By Dave Sherwood
COJIMAR, Cuba (Reuters) – Since the days of Ernest Hemingway’s “The Old Man and the Sea”, whose main character toiled with oars to catch a marlin, few Cubans have enjoyed the luxury of a motor boat to chase the bounty of fish that lie just offshore of their island home.
That appears set to change.
For the first time in decades, the island’s communist-run government has granted authority to Cubans to import outboard motors of less than 10 horsepower for use on small boats and has said it will cut red tape to fast-track the process.
One fisherman already mulling an upgrade is Maydel Reinaldo Hechevarría, a 41-year old street vendor from the port of Jaimanitas, west of Havana. He said he has fished since he was a boy but that lacking a motor, his options were few.
“When we row there are many days we cannot go out,” said Hechevarría, who told Reuters he began the process to import a motor just days after the announcement last week. “I see more possibilities now.”
Limits on boat building and imports have long restricted private commercial and recreational fishermen like Hechevarría to vessels that predate Fidel Castro’s 1959 revolution, much the same as the island’s candy-colored vintage American cars.

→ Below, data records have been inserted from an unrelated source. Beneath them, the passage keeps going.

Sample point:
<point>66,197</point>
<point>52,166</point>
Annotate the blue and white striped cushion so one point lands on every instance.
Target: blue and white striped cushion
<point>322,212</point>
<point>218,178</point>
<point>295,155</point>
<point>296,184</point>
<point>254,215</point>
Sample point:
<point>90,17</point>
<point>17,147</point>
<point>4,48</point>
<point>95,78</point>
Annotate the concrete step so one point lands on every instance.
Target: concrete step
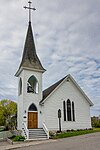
<point>37,134</point>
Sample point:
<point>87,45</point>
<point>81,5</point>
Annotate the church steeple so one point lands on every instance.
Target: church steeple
<point>30,59</point>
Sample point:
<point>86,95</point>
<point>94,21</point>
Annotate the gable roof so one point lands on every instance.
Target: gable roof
<point>30,59</point>
<point>47,92</point>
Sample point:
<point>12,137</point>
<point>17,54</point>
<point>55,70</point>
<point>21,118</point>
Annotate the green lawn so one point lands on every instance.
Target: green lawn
<point>74,133</point>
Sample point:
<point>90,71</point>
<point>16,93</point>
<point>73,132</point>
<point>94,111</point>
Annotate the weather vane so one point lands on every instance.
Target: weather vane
<point>30,8</point>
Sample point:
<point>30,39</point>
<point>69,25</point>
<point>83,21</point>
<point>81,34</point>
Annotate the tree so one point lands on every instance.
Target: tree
<point>8,113</point>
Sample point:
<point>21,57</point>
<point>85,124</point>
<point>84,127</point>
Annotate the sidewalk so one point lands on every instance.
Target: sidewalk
<point>7,146</point>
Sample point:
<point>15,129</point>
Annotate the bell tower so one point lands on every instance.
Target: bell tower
<point>29,81</point>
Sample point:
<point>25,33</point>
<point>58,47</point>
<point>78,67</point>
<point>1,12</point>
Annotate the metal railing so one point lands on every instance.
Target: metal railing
<point>26,130</point>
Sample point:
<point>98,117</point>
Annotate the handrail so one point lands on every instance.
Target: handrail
<point>26,130</point>
<point>46,130</point>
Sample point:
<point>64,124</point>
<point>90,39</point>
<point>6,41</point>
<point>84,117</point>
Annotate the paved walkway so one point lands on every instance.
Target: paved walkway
<point>84,142</point>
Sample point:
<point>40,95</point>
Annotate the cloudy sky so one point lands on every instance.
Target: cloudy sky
<point>67,37</point>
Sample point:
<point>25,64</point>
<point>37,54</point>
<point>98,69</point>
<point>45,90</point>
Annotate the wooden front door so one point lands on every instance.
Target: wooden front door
<point>32,120</point>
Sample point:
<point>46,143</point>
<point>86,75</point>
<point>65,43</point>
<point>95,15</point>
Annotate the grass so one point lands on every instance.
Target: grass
<point>17,138</point>
<point>75,133</point>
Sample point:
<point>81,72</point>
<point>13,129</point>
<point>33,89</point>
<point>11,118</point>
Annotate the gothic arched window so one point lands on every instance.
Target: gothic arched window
<point>73,111</point>
<point>20,87</point>
<point>64,109</point>
<point>32,107</point>
<point>32,85</point>
<point>69,110</point>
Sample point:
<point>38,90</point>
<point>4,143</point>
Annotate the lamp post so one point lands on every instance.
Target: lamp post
<point>59,116</point>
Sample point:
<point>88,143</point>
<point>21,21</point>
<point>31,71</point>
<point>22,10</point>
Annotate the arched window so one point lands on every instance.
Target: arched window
<point>32,107</point>
<point>32,85</point>
<point>20,87</point>
<point>64,109</point>
<point>73,111</point>
<point>69,110</point>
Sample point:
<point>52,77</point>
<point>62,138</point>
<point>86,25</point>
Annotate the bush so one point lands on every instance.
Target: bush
<point>17,138</point>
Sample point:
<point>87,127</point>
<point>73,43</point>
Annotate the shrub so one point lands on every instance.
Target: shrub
<point>17,138</point>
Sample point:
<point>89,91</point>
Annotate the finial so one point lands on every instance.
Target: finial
<point>30,8</point>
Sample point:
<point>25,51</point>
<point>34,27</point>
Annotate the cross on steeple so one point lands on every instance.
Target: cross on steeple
<point>30,8</point>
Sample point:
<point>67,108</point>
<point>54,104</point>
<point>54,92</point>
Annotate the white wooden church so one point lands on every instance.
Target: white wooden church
<point>38,109</point>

But those limits, presumably aimed at reducing attempts at the dangerous crossing north to the United States by sea, also hamper fishermen´s ability to catch fish to feed the island´s 11 million inhabitants.

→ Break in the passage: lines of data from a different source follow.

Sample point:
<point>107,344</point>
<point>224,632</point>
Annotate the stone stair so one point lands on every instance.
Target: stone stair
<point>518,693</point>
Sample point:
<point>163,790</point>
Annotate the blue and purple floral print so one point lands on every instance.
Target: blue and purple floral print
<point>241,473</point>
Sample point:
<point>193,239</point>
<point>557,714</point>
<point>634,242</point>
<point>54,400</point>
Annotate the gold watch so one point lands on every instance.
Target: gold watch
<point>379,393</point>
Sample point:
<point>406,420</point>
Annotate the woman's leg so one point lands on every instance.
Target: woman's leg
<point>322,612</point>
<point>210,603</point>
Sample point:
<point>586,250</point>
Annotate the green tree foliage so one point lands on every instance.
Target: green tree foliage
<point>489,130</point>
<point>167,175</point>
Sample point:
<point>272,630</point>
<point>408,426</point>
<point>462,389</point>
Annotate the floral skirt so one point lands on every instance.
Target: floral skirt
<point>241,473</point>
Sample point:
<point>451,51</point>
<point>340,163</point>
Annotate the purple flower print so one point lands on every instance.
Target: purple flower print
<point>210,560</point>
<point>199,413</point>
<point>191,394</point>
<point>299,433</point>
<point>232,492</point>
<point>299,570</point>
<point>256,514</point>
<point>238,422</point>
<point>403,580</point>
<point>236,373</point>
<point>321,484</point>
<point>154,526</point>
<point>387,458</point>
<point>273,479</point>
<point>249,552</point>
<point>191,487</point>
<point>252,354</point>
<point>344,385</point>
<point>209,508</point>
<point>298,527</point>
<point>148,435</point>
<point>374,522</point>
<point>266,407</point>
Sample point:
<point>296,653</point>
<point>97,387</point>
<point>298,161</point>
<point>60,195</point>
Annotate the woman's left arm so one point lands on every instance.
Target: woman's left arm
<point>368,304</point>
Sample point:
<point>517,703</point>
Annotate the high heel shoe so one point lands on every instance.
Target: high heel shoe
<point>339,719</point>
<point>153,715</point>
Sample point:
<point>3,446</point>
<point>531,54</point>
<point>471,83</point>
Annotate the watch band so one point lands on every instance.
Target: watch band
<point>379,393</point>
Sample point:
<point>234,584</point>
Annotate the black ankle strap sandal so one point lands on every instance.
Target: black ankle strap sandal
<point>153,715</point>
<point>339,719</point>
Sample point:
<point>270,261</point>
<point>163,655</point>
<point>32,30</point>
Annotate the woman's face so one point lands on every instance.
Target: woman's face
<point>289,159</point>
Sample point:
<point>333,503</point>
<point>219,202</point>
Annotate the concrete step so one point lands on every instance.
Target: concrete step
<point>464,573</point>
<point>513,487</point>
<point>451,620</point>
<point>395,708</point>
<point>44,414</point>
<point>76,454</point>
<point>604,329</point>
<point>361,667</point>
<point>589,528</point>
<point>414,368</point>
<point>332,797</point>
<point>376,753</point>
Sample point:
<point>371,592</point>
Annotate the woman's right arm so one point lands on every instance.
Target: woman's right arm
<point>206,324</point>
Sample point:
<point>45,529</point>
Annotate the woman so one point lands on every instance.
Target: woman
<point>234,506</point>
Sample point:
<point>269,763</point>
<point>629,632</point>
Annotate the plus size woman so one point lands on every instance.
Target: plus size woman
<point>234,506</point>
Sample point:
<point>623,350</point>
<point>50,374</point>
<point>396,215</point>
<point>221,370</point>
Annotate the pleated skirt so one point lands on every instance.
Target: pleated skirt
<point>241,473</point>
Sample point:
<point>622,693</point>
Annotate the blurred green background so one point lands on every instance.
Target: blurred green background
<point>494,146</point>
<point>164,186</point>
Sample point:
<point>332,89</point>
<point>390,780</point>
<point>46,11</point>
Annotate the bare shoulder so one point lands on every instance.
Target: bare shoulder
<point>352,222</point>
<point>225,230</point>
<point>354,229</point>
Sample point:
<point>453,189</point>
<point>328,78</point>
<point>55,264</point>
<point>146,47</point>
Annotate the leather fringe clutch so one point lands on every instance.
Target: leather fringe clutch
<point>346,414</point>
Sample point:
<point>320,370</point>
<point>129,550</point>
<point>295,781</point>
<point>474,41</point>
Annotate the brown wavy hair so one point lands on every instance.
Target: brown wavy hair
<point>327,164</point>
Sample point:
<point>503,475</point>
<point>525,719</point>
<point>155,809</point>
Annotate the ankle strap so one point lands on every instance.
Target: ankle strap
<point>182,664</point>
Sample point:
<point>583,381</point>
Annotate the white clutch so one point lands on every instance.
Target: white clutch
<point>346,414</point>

Even before Castro´s revolution, most Cubans, like Hemingway´s Santiago, in “The Old Man and the Sea”, were too poor to afford a motor. Little has changed since.
“This is a solution for some but it doesn´t resolve the necessities of all fishermen,” said Fernando de la Rosa, 58, who oversees the Jaimanitas fishing marina, a ragtag collection of boats tucked into a palm and mangrove lined creek.

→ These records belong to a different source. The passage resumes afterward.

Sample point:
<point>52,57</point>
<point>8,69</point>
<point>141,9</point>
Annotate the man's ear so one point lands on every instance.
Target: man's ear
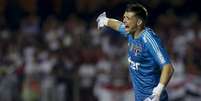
<point>139,22</point>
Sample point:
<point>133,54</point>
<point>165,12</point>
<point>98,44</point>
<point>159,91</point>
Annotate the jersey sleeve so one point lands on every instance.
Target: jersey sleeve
<point>122,30</point>
<point>157,50</point>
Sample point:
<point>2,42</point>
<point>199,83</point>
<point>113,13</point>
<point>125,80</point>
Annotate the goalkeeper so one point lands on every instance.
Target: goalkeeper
<point>149,65</point>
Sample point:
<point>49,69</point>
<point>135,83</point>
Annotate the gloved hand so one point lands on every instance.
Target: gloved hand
<point>153,97</point>
<point>102,20</point>
<point>156,93</point>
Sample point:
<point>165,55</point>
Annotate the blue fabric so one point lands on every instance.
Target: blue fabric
<point>146,56</point>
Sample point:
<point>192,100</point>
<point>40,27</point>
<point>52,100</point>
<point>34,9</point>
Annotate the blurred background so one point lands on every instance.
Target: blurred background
<point>51,50</point>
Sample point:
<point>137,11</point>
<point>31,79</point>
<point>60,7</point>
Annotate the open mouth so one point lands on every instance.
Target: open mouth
<point>126,27</point>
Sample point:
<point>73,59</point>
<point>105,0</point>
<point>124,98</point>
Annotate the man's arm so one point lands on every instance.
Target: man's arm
<point>166,74</point>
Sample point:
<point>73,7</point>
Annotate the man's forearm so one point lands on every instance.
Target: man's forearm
<point>114,24</point>
<point>166,74</point>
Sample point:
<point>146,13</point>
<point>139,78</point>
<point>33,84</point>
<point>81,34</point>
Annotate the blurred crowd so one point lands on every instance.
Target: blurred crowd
<point>51,50</point>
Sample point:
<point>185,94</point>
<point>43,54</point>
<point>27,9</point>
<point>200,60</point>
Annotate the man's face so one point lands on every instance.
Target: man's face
<point>130,21</point>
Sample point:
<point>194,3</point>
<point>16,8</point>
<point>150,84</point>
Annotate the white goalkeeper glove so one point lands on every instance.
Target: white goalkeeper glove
<point>102,20</point>
<point>156,93</point>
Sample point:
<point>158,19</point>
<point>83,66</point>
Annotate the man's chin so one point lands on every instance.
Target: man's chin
<point>127,30</point>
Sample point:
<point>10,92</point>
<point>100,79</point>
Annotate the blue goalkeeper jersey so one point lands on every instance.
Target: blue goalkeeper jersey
<point>146,56</point>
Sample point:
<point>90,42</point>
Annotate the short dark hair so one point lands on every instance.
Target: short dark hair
<point>139,10</point>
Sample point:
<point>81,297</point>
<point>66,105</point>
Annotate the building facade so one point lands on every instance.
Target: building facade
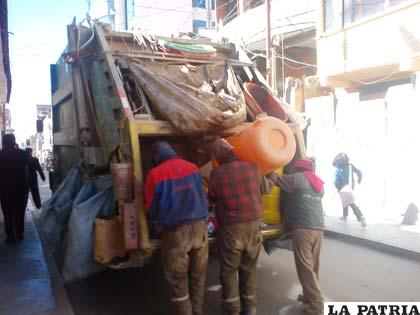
<point>293,28</point>
<point>368,53</point>
<point>163,17</point>
<point>5,76</point>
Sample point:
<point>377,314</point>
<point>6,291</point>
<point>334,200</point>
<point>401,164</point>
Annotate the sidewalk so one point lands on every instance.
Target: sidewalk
<point>29,283</point>
<point>393,238</point>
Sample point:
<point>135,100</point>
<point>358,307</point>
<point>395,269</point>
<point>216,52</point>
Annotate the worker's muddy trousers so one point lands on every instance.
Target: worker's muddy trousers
<point>239,247</point>
<point>307,248</point>
<point>185,254</point>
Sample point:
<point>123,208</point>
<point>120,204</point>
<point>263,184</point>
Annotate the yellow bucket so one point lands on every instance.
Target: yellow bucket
<point>271,204</point>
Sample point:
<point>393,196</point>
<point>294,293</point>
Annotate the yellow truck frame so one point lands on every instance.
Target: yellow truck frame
<point>71,98</point>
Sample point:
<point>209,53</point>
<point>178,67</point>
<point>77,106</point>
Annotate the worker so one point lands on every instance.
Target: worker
<point>344,182</point>
<point>304,217</point>
<point>13,188</point>
<point>235,187</point>
<point>175,199</point>
<point>33,168</point>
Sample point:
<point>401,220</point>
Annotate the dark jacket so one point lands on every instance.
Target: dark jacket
<point>13,171</point>
<point>33,167</point>
<point>303,204</point>
<point>174,192</point>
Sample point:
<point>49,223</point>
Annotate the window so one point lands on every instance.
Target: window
<point>249,4</point>
<point>344,12</point>
<point>199,4</point>
<point>357,9</point>
<point>197,24</point>
<point>227,10</point>
<point>333,15</point>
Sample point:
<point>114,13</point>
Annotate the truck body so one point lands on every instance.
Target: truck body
<point>103,116</point>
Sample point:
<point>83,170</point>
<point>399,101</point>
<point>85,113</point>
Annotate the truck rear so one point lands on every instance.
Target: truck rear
<point>116,93</point>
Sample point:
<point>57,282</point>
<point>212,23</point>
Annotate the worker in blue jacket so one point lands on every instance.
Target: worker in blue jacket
<point>344,182</point>
<point>176,200</point>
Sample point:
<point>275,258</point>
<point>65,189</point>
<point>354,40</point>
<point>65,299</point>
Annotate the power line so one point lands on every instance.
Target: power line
<point>164,9</point>
<point>189,17</point>
<point>147,8</point>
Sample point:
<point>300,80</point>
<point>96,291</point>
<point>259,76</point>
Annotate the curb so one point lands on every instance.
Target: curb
<point>379,246</point>
<point>63,305</point>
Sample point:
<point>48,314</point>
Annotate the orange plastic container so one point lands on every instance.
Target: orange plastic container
<point>268,142</point>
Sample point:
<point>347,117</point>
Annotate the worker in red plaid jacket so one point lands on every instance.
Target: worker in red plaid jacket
<point>235,187</point>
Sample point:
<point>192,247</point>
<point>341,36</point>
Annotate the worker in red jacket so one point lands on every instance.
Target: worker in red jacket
<point>175,199</point>
<point>236,187</point>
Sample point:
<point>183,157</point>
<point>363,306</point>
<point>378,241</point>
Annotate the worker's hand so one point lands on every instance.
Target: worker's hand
<point>273,176</point>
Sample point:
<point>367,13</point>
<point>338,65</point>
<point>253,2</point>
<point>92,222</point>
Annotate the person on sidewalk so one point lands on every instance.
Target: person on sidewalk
<point>175,199</point>
<point>304,217</point>
<point>344,182</point>
<point>235,187</point>
<point>33,168</point>
<point>13,188</point>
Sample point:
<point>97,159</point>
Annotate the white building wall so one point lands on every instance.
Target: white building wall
<point>380,136</point>
<point>286,16</point>
<point>163,17</point>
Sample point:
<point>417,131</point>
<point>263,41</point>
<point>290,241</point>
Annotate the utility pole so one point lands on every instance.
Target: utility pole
<point>268,46</point>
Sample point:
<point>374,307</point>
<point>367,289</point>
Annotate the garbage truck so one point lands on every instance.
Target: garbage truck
<point>116,93</point>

Larger-scale commercial fishermen around Havana told Reuters the measure was a step in the right direction but still fell short of what is needed to modernize the fleet and boost catches.
Cojimar fisherman Abilio Alcantara, 53, captains a decades-old 27-foot Japanese-built boat that requires far more power than the 10hp motor authorized by the government, he told Reuters.
“The measure is a good one,” he said. “But we need motors of at least 80 or 90 horsepower.”
Alcantara said concerns that outboard motors would be used by fishermen to migrate north to the United States were overblown.
“I have been on my boat for 30 years,” Alcantara said. “If I haven’t left by now, I’m not going anywhere.”
Since October, the U.S. Coast Guard has picked up more than 1,000 Cubans on the way to South Florida in rafts, homemade boats and even on surfboards — the largest number since fiscal year 2017, agency records show.
A grinding economic crisis has led to food and medicine shortages and prompted many Cubans to seek to immigrate from the poor Caribbean island.